Due to security flaws, Google’s TensorFlow project completely abandons support for YAML

TensorFlow, an open-source machine learning and artificial intelligence project provided by Google, has already given up support for YAML. The reason for the abandonment is that there may be security issues in continuing to support YAML. In the latest version, Google removes YAML support to solve the problem of untrusted deserialization vulnerability execution. The vulnerability number is CVE-2021-37678. The severity level is high and the CVSS score is 9.3. It was submitted to Google by researcher Arjun Shibu.

TensorFlow Quantum

YAML is a more readable format for expressing data serialization. Researchers found that the TensorFlow code loads the yaml.unsafe_load() function, using the flaw, the attacker can execute arbitrary code when the application deserializes the Keras model provided in YAML format.

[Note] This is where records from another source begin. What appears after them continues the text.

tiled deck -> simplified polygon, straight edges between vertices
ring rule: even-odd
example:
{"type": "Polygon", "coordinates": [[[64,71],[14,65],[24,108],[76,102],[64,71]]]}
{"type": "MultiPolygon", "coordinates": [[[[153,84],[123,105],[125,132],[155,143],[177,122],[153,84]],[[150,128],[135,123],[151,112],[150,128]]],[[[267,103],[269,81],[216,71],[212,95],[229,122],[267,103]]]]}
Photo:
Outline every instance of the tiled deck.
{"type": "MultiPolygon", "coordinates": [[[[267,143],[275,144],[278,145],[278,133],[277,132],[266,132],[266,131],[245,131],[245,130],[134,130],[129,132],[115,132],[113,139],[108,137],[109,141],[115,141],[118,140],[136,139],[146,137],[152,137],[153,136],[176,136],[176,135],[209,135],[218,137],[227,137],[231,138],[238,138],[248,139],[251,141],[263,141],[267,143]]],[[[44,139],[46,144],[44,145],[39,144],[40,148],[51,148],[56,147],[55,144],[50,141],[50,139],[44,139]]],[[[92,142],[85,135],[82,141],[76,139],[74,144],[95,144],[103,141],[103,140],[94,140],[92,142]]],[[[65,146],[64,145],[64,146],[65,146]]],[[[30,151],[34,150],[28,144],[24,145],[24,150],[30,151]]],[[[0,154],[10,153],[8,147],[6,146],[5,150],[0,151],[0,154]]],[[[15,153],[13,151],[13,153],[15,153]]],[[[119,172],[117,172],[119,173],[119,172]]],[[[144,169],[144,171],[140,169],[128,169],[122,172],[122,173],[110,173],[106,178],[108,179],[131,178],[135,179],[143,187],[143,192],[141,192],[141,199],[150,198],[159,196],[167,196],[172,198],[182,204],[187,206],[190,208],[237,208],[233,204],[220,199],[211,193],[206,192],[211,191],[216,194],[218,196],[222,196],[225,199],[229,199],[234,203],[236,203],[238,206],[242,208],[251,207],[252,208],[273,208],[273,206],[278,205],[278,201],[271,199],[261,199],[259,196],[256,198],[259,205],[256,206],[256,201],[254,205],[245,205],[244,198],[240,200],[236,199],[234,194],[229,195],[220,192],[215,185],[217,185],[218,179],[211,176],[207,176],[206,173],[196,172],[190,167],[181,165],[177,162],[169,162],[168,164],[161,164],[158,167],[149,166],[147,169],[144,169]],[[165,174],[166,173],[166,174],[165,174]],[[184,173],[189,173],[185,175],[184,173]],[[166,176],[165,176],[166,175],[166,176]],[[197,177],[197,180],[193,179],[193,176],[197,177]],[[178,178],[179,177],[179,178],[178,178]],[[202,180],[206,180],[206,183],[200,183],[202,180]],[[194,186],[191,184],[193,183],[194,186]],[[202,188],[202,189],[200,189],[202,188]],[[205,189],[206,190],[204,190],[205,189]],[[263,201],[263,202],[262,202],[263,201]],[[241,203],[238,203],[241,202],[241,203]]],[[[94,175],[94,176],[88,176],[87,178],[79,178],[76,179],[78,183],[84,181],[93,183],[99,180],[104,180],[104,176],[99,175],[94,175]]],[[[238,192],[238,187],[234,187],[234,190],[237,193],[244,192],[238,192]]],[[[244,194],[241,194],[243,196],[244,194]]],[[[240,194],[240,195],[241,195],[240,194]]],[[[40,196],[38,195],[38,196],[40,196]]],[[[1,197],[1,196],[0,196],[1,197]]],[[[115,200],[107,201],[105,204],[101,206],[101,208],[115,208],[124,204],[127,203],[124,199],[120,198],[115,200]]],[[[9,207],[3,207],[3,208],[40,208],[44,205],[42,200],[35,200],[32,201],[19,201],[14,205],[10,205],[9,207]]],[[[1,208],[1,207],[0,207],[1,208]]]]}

Deserialization vulnerabilities usually occur when applications read malformed or malicious data from untrue sources. The deserialization vulnerability in TensorFlow may lead to DoS denial of service. Worse, this vulnerability can even execute arbitrary code. This is why the CVSS score of this vulnerability reaches 9.3 points (out of 10 points).

The unsafe_load function can deserialize YAML data fairly freely and can parse all tags even those known to be untrusted tags. Ideally, unsafe_load should only be called on input from trusted sources without any malicious content, however, the attacker can also use the deserialization mechanism to execute the code that the attacker wants to execute by injecting malicious payload into the YAML data that has not been serialized.

After the researchers notified Google of the vulnerability, the maintainers of TensorFlow decided to completely abandon the use of YAML and switch to JSON deserialization. The maintainer also gave examples of other vulnerabilities and fixes caused by YAML. The maintainer recommends that developers use JSON deserialization instead of YAML, or a better alternative to H5 serialization.

It is worth noting that TensorFlow is not the only project that uses the YAML unsafe_load function. Searching on Github can find that a large number of Python projects use this unsafe function. In view of potential security issues, these projects should solve this problem in time, and developers who use these projects should also pay attention to safety.

In addition, TensorFlow is expected to resolve the vulnerability in version 2.6.0, that is, to remove YAML support. The previous versions of 2.5.1, 2.4.3, and 2.3.4 will also be fixed. Developers who use this project should upgrade to the latest version in time.